Eva Horn
Klima. Eine Wahrnehmungsgeschichte
geb., 608 Seiten, 8 Farb- und 23 S/W-Abbildungen, 34,- €
Frankfurt/Main 2024 (Fischer-Verlag)
von Olaf Sanders
Eva Horn beginnt ihre Wahrnehmungsgeschichte mit einer kleinen Erzählung von einem Besuch im PS1, einem Museum für zeitgenössische Kunst im New Yorker Stadtteil Queens, das seit der Jahrtausendwende zum Museum of Modern Art gehört. Schaut man sich das Museum auf Google Maps an, so sieht man das geöffnete Dach, das den Himmel freigibt in James Turrells Installation Meeting von 1986, die im Bildteil von Horns Buch auch abgebildet ist. Als Horn den Raum betritt, sitzt niemand auf den Bänken des „sehr hellen und überraschend kalten Raum[es]“ (9). Horn vermutet, dass die Heizung ausgefallen sei, bis ein Vogel durch das Bild fliegt und ihr auffällt, dass das Bild der blaue Himmel über ihr ist. Wie bei vielen Installation Turrells entpuppt sich das Bild als diffuser Raum. Turrell führt einen gleichsam zwischen die Dimensionen – und dieses Anliegen scheint Horn mit ihm zu teilen, indem sie eine verlorengegangene Dimension wieder hinzuzufügen versucht: „Dieses Buch ist der Versuch, das Klima aus genau jener sinnlichen, kulturellen und historischen Perspektive in den Blick zu nehmen, die dem naturwissenschaftlichen Zugang fehlt“ (16).
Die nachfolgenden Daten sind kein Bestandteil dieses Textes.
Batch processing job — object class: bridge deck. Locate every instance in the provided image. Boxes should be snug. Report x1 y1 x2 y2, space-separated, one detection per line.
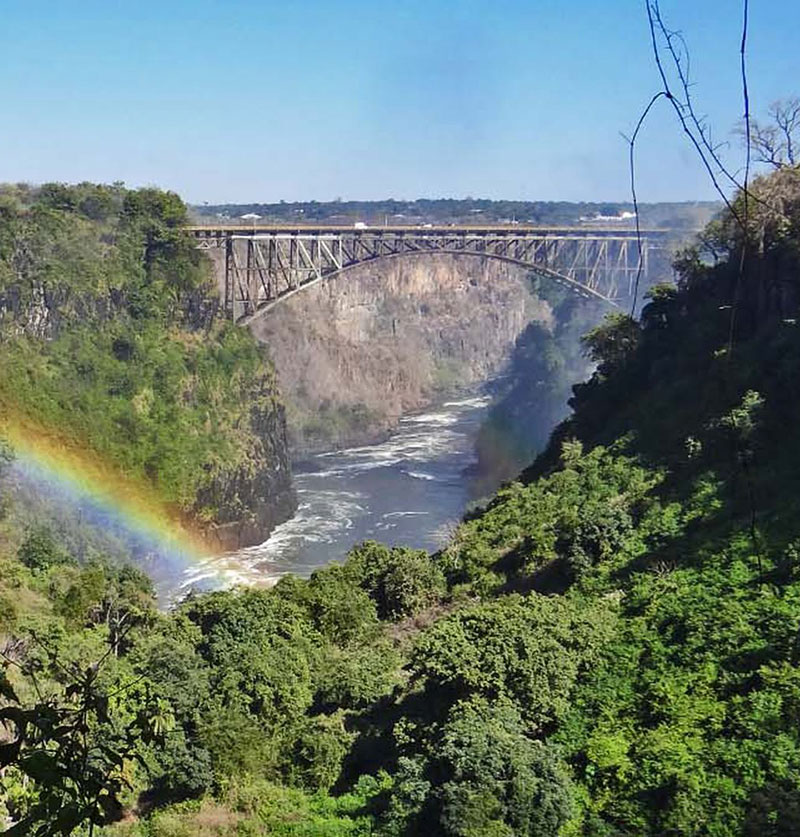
184 224 684 239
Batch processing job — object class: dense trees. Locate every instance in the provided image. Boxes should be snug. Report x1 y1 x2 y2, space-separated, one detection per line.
0 170 800 837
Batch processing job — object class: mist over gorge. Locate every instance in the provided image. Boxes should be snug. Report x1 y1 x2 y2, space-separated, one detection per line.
252 255 552 457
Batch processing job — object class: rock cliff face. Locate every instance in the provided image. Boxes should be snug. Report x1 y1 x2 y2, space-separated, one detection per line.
196 376 297 550
253 255 550 456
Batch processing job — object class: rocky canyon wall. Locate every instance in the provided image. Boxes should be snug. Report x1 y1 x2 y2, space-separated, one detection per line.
252 254 551 456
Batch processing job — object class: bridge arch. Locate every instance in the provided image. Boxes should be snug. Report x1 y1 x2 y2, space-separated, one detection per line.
190 227 666 325
235 250 618 326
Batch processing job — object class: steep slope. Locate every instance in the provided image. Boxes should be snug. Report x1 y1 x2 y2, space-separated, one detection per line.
0 170 800 837
0 184 294 545
253 255 550 455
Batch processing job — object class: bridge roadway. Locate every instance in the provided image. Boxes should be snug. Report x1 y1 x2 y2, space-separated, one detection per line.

Es geht ihr also um die Wiederergänzung dessen, was der auf Messdaten und Evidenz basierenden Klimaforschung fehlt und durch deren Dominanz im Klimadiskurs marginalisiert wurde bzw. aus ihm weitgehend verschwunden ist. Dieses Bild möchte Horn durch eine „Aisthesis des Klimas“ (21) vervollständigen, die „auf ästhetische Darstellungen angewiesen“ ist. Obwohl sie gleich im Anschluss einen Ausspruch des englischen Malers William Turner zitiert, spielen jedoch bildende Kunst, Film, Architektur oder Musik im Vergleich zur Literatur eine deutlich geringere Rolle.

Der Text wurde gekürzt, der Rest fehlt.